Combien de temps encore
Combien de temps dis-moi
Faut-il pour pardonner
Aux monstres d'autrefois ?
Bienvenue en Zaramestrie, un des pays les plus pauvres d'Europe, pluriel et multiculturel depuis que les Yassimils, autrefois persécutés en Europe de l'Est, y ont trouvé refuge et cohabitent avec les Zaratiens. Jusqu'à ce que la guerre détruise tous les équilibres. Puis que la vie reprenne. Enfin la vie…
Dans les pas de Lelial Alaman, jeune chercheuse et violoniste française venue à la demande de son grand-père défunt sur ses terres d'origine, et dans ceux de Tim Volker, photographe de guerre de retour en Zaramestrie après avoir baroudé au fil des guerres africaines,
Alizée Gau nous entraîne dans une exploration des ravages de la guerre après la guerre.
Dans
Minuit au bord du monde, elle conte ce qui se passe après les conflits et juste avant la paix. Chimère illusoire que de croire que l'une succèderait automatiquement à l'autre. Sans transition comme on dit dans le poste. Ce serait bien trop simple ; mais ça ne l'est pas.

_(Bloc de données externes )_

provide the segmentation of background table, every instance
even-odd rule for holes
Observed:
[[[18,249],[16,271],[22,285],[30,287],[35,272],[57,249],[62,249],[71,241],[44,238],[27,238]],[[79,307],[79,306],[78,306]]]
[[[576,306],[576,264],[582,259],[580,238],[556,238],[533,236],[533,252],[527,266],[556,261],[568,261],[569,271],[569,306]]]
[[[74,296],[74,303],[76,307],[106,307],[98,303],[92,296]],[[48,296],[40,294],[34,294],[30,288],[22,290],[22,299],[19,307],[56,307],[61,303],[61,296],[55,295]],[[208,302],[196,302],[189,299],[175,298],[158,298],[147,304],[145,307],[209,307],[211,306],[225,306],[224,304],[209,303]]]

Et cette phase d'entre-deux pendant laquelle il faut apprendre à revivre ensemble, celle que d'aucuns appellent résilience,
Alizée Gau la raconte joliment, dans un mélange équilibré de gravité et d'émotion, de scènes chocs et de réflexions plus distanciées, voire poétiques quand la métaphore des « ruptures du Grand Filet » vient expliquer le chaos et la souffrance.

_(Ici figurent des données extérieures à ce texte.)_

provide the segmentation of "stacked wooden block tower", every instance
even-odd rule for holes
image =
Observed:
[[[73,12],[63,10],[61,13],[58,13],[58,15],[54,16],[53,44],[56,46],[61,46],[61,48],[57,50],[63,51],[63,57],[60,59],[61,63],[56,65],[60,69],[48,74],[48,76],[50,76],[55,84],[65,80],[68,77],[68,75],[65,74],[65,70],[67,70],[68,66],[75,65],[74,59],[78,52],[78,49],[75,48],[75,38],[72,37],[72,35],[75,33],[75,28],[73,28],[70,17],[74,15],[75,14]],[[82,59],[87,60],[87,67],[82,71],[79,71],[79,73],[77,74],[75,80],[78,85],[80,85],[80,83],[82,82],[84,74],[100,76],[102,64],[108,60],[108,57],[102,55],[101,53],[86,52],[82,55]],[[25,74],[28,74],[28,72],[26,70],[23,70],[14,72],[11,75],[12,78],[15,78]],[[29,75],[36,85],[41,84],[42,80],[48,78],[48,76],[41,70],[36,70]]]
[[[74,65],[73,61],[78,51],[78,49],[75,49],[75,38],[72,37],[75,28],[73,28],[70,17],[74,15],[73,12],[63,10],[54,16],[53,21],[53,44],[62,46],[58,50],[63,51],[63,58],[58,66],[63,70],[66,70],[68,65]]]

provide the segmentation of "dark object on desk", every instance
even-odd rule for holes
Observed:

Elle ne cache rien des scènes chocs de charniers, de murs de la honte ou de déplacements massifs de population ; elle dit le poids des ethnies et l'impasse des Triskas, cette troisième voie neutre qui ne résout rien dans le court terme ; elle dit le combat politique des femmes pour reconstruire, rappelant utilement que « les premières victimes de la guerre, ce sont les femmes, Yassimiles ou Zaratiennes. On l'oublie trop souvent ». Elle dit surtout les traumatismes humains et indélébiles que laisse la guerre sur les hommes, en Zaramestrie ou au Soudan. Et ailleurs aussi…

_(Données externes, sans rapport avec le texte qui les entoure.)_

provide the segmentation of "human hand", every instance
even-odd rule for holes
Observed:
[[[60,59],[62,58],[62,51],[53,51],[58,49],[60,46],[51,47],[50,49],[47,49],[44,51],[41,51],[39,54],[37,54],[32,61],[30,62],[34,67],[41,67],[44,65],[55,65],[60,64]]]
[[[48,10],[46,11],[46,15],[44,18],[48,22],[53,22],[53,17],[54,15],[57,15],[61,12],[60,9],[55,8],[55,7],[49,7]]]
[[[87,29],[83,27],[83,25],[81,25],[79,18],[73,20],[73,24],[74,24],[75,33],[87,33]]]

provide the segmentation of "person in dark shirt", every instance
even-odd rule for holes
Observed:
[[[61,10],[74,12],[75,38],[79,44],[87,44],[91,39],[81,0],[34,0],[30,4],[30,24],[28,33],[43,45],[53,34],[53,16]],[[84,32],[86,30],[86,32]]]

Mais elle dit enfin et surtout comment de simples petites choses et actions peuvent contribuer à faire renaître l'espoir, à l'image de la musique et de ce concert préparé dans la Plavitza Rock School, école mixte où de jeunes Zaratiens et Yassimils font, sans en avoir totalement conscience, oeuvre de réconciliation.
Dans ce pays imaginaire - très similaire à l'ex-Yougoslavie meurtrie et en totale résonnance avec le martyr ukrainien actuel -, flotte la belle âme de Nermin, le grand-père de Lelial, l'absent omniprésent : « Je ne fais que me transformer. Je suis le souffle de ton violon, la pluie à ta fenêtre, le crépitement du feu où tu tendras tes mains pour te réchauffer ». Et celui qui insuffle aux jeunes générations, la force de pardonner pour enfin avancer…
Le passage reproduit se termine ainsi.